A few months ago, I picked up the two indie hits, Crayon Physics and World of Goo. It had been a while since I had played a physics-based puzzle game – not since The Incredible Machine. While both games fall into the same genre they have dissimilar mechanics. They also reminded me what I like about the genre when it’s done well. They’re great options when I want a game with puzzles but don’t want the commitment of following a plot. These games have a different type of thinking as well. You’re not applying random logic with items or dialogue but using spatial awareness, thinking about cause and effect, and structural integrity. You’re an architect wielding waxy utensils or sticky, lively blobs.
Crayon Physics has a simple goal: get the little red circle to hit the star. You can create objects on the screen by drawing them with a crayon. Once you complete your stroke of the crayon, the object solidifies and the laws of physics act upon it – gravity causes it to fall straight down, inertia carries it up a slope, etc. You’re allowed to give the red circle a small push but otherwise have to use the objects you create to guide it to the star.

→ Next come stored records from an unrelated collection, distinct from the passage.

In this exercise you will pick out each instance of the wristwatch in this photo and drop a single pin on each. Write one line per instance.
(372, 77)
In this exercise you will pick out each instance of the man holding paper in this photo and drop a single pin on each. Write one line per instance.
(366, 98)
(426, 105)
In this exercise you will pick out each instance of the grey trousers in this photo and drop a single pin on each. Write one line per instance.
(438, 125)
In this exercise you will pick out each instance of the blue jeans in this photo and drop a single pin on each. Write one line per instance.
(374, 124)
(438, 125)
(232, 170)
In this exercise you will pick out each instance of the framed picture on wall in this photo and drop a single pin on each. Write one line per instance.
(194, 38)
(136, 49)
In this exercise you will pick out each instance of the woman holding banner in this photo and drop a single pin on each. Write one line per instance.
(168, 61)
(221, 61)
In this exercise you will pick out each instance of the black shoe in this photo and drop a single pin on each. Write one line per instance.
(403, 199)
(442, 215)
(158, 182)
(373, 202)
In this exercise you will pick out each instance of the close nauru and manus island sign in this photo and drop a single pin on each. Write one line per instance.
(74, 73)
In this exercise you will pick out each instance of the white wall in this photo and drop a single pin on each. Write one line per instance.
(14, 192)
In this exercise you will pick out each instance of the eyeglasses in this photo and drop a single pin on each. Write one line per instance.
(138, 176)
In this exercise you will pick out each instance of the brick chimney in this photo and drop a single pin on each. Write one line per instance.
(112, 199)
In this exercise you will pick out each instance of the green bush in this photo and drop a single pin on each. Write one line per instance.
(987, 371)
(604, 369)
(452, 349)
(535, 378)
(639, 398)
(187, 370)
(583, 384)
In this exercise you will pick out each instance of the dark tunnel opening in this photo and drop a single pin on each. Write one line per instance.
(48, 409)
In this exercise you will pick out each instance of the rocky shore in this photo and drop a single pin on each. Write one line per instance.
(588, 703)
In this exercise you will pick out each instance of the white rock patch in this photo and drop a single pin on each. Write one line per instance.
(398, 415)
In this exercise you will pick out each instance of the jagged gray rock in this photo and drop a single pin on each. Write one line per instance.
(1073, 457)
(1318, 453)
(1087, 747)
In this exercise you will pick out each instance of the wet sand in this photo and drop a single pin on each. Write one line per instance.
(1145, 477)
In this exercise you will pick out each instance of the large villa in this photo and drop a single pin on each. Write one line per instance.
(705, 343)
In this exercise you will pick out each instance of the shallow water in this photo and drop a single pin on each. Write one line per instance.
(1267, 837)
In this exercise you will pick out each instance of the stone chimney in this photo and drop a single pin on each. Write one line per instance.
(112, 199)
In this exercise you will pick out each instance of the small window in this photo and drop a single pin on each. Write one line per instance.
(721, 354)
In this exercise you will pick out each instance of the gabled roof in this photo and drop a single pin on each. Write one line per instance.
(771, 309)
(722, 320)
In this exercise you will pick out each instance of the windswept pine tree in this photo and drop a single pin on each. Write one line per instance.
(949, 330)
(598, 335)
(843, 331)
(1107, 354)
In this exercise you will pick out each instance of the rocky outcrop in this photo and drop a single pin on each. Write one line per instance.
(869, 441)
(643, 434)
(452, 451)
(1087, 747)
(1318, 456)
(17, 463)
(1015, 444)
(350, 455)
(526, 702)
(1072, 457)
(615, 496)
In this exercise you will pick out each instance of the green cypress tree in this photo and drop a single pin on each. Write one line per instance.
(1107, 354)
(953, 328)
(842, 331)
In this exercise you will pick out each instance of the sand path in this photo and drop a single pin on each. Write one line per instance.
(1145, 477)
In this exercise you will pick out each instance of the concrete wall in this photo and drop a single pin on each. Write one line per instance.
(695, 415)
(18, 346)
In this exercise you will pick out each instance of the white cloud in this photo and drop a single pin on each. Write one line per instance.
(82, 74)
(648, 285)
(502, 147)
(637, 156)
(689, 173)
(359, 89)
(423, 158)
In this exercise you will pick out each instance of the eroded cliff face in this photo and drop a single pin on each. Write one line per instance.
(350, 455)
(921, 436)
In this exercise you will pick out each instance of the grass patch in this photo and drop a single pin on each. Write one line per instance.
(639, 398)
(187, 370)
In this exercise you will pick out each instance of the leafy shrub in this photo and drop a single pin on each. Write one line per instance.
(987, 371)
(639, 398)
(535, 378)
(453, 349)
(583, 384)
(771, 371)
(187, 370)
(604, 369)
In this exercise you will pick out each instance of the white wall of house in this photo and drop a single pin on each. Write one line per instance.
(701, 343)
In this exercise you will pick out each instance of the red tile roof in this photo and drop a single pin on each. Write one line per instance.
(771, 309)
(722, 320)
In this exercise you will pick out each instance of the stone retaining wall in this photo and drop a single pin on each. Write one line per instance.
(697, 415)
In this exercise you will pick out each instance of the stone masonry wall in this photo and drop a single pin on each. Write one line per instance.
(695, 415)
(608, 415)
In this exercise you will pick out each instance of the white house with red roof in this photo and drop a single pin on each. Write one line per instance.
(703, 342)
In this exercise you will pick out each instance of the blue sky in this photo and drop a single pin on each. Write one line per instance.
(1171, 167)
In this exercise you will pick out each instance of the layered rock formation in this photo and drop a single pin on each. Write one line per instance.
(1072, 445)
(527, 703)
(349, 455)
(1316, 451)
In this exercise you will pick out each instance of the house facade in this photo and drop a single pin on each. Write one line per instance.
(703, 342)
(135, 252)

Crayon Physics from the beginning explains that there is no correct solution to each puzzle. The goal is “not about finding just any solution. It’s about finding the awesomest one”. You’re awarded points for creativity but in the end, the object of each level remains the same.
The game starts out very simply; in fact almost too easy. It’s not until much later in the game that the difficulty ramps up. You’re given a few tools further on – pivot points to create swinging objects, rockets that blast off – but even then I only occasionally found myself challenged.
No matter though. I didn’t find Crayon Physics to be the kind of game that demands to be beaten in one sitting. I much rather enjoy playing a few levels now and again when I’m in the mood. The game has a simple art style – what you would expect from a game where you’re drawing with crayons – and a soothing soundtrack that make it a pleasant experience.
Like, Crayon Physics, World of Goo wasn’t a game that I powered through all at once, but rather, one that I can pick up intermittently.
World of Goo is a quirky, physics-based game where you’re helping living balls of goo escape each level. The physics part comes in with the goo balls themselves who can stretch and connect to each other to build structures. The gelatinous structures sway in the wind and bend under their own weight; giving an extra twist when you’re designing skyscrapers and bridges to reach the goal. As the game progresses you’re given more types of goo balls – balloon goo, blind goo, combustible goo and others, which can be used together to complete the levels.
World of Goo has a fun, strange sense of humor with odd goo types, a narrator who leaves you eccentric notes on each level, and a goofy plot that loosely ties the game together.
The game is often quite challenging. Many times however it’s not that I didn’t know what to do; it was just getting the goo to cooperate and managing the hostile environment obstructing the way out.
With a good soundtrack and imaginative levels World of Goo was worth the purchase. I really enjoy starting it up when I’m looking to work my brain a little.